Since the wiring is disposed in an area other than the sensor mounting area in such a mounting board as described above, the area of the conductive film is shrunk accordingly in the sensor mounting area. As a result, the deformation due to the thermal expansion of the conductive film is suppressed on the surface of the board main body. When the temperature changes, the relative displacement and the change in orientation between the electrodes are prevented. The temperature characteristic of the physical quantity sensor to be mounted in the sensor mounting area is preferably maintained.

(7) The wiring may be disposed on the surface of the mounting board. Even if the potentials are the same, the two electrodes are electrically separated from each other in the sensor mounting area. The conductive film is not formed between the two electrodes. As a result, the deformation due to the thermal expansion of the conductive film is suppressed between the two electrodes. When the temperature changes, the relative displacement and the change in orientation between the electrodes are prevented. The temperature characteristic of the physical quantity sensor to be mounted in the sensor mounting area is preferably maintained.

(8) The wiring may include a conductive via hole disposed along the thickness direction of the board main body, and the electrodes may be connected to each other inside the board main body via the conductive via hole. Since the conductive via hole is formed inside the board main body instead of the surface of the board main body, the relative displacement and the change in orientation between the electrodes are prevented on the surface of the board main body when the temperature changes.

(9) At least one of the conductive via holes may be disposed outside the sensor mounting area in the planar view. Since the conductive via hole is kept away from the sensor mounting area in such a manner as described above, the deformation due to the thermal expansion of the conductive body is more surely suppressed in the sensor mounting area.

(10) A shield electrode may be disposed outside the sensor mounting area and the wiring on the surface of the mounting board. Since the shield electrode is formed outside the sensor mounting area, the relative displacement and the change in orientation between the electrodes are prevented in the sensor mounting area when the temperature changes.

(11) The mounting board may be used in a sensor unit. On this occasion, the sensor unit is sufficiently provided with the mounting board, and the physical quantity sensor to be mounted in the sensor mounting area of the mounting board.

(12) The mounting board may also be used after being incorporated in an electronic apparatus.
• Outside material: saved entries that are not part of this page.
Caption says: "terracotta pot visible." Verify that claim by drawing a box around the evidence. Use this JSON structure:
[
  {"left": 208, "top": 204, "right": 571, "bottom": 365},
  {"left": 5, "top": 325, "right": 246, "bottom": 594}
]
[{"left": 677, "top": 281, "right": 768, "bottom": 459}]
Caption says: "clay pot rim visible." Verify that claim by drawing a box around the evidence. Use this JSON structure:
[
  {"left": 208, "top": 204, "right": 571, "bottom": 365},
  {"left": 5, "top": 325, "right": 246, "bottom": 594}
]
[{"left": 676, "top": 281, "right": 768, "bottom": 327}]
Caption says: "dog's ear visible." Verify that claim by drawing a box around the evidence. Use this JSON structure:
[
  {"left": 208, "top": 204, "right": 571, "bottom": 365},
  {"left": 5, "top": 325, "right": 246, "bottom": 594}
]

On this occasion, the electronic apparatus is sufficiently provided with such a mounting board as described above.

(13) Similarly, the mounting board may also be used after being incorporated in a moving body. On this occasion, the moving body is sufficiently provided with such a mounting board as described above.

BRIEF DESCRIPTION OF THE DRAWINGS

The invention will be described with reference to the accompanying drawings, wherein like numbers reference like elements.

FIG. 1 is a perspective view schematically showing an appearance of a sensor unit according to an embodiment of the invention.

FIG. 2 is a perspective view schematically showing an appearance of the sensor unit viewed from the bottom.

FIG. 3 is a perspective view schematically showing an acceleration sensor mounted on a board according to an embodiment of the invention.

FIG. 4 is a perspective view schematically showing an appearance of the acceleration sensor viewed from the bottom.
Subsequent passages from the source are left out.